The Content Management component works alongside the other components to deliver personalized content, but doesn't have a GUI-based tool for edit-time customization. The content engine behind the ContentManager may be set up to be the reference implementation, provided out of the box, or Documentum. The Content Management component supports querying that returns content from a content repository using several methods:

Third-party tools and WLPS

BEA partners with third-party vendors to add flexibility to WebLogic Personalization Server. The Content Management component works with Interwoven's TeamSite/OpenDeploy product and Documentum's 4i product.
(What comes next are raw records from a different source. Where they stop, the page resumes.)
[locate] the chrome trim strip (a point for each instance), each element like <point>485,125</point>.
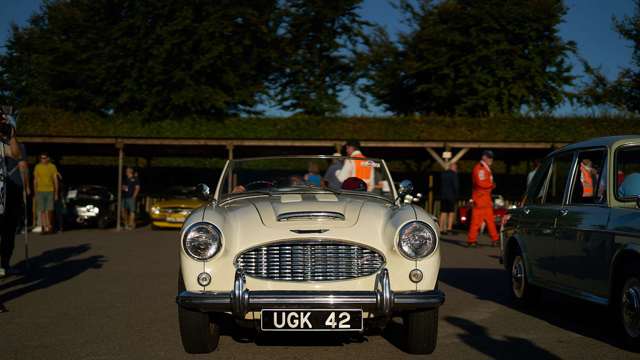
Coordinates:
<point>311,215</point>
<point>382,301</point>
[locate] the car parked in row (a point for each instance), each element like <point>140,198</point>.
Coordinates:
<point>578,229</point>
<point>90,205</point>
<point>171,208</point>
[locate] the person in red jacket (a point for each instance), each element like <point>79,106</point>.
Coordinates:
<point>482,201</point>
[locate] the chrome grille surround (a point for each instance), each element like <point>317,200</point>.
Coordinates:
<point>310,260</point>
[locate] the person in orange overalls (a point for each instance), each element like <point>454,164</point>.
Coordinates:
<point>356,168</point>
<point>483,184</point>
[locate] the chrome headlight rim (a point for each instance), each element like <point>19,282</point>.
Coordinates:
<point>429,228</point>
<point>217,240</point>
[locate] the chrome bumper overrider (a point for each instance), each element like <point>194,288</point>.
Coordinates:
<point>381,301</point>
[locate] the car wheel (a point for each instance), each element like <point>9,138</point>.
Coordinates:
<point>103,222</point>
<point>521,289</point>
<point>199,334</point>
<point>421,331</point>
<point>629,309</point>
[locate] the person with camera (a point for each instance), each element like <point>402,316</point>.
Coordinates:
<point>13,174</point>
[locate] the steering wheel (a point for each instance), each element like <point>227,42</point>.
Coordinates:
<point>260,184</point>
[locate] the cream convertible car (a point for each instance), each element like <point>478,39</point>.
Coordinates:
<point>279,251</point>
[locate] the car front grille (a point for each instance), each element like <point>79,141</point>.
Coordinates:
<point>310,260</point>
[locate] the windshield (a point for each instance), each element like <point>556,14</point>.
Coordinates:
<point>365,176</point>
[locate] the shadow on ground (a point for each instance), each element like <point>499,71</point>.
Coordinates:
<point>573,315</point>
<point>477,337</point>
<point>48,269</point>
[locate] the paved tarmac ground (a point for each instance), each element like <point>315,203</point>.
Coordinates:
<point>94,294</point>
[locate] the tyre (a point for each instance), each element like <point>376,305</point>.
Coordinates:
<point>628,308</point>
<point>199,334</point>
<point>521,289</point>
<point>103,222</point>
<point>421,331</point>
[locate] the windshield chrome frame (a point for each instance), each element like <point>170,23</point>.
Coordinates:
<point>228,166</point>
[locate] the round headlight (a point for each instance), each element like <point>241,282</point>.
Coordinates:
<point>202,241</point>
<point>417,240</point>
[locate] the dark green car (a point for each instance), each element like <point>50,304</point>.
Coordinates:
<point>578,229</point>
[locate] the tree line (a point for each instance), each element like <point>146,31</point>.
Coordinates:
<point>216,58</point>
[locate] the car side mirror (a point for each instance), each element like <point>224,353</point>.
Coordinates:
<point>405,188</point>
<point>203,191</point>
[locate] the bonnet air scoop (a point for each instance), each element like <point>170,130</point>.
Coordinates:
<point>310,216</point>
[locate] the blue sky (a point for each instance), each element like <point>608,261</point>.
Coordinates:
<point>588,23</point>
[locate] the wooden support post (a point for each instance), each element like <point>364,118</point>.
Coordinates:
<point>230,179</point>
<point>430,199</point>
<point>230,151</point>
<point>437,158</point>
<point>459,155</point>
<point>120,147</point>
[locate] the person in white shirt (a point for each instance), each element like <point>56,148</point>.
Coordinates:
<point>356,168</point>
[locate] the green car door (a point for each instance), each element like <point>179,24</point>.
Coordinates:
<point>539,216</point>
<point>584,248</point>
Both these products provide robust content creation management solutions while the Content Management component of WLPS 2.0 personalizes and serves the content to the end-user.

Constructing queries using Java

To construct queries using Java syntax instead of using the query language supplied with the Content Management component, refer to the //API documentation//.

Note: Use the constants in TypesHelper when calling Logical.setLogical and Criteria.setComparator.

The ContentManager session bean is the primary interface to the functionality of the Content Management component. Using a ContentManager instance, content is returned based on a Search object with an embedded Expression. An Expression is a boolean tree of arbitrary depth, with other sub-Expressions as nodes. The Expression interface is meant to be abstract, where the actual instances are Logical or Criteria interfaces. As an example, the expression color == 'red' && price > 50 would consist of a Logical with the value and that has as children two Criteria.

Differences between content management and document management

Content objects include metadata about the content. Metadata provides a means to query and match content with users by allowing the system to retrieve content based on the metadata that describes the content. In general, some kind of content management system provides services such as retrieval of content and content authoring services including creation, editing, versioning, and workflow.

Documents are a specialized type of Content that provide two methods for retrieval: a metadata-searching mechanism and retrieval of the pure bytes of the document's file. Documents should include additional explicit metadata properties related to the file and its versioning, including its size, name, path, author, and version. A document management system usually provides document-based services for documents that reside in the system's repository.

WebLogic Personalization Server 2.0 provides the entire Content object model; however, it only provides the Document object as a concrete implementation (subclass) of the Content class.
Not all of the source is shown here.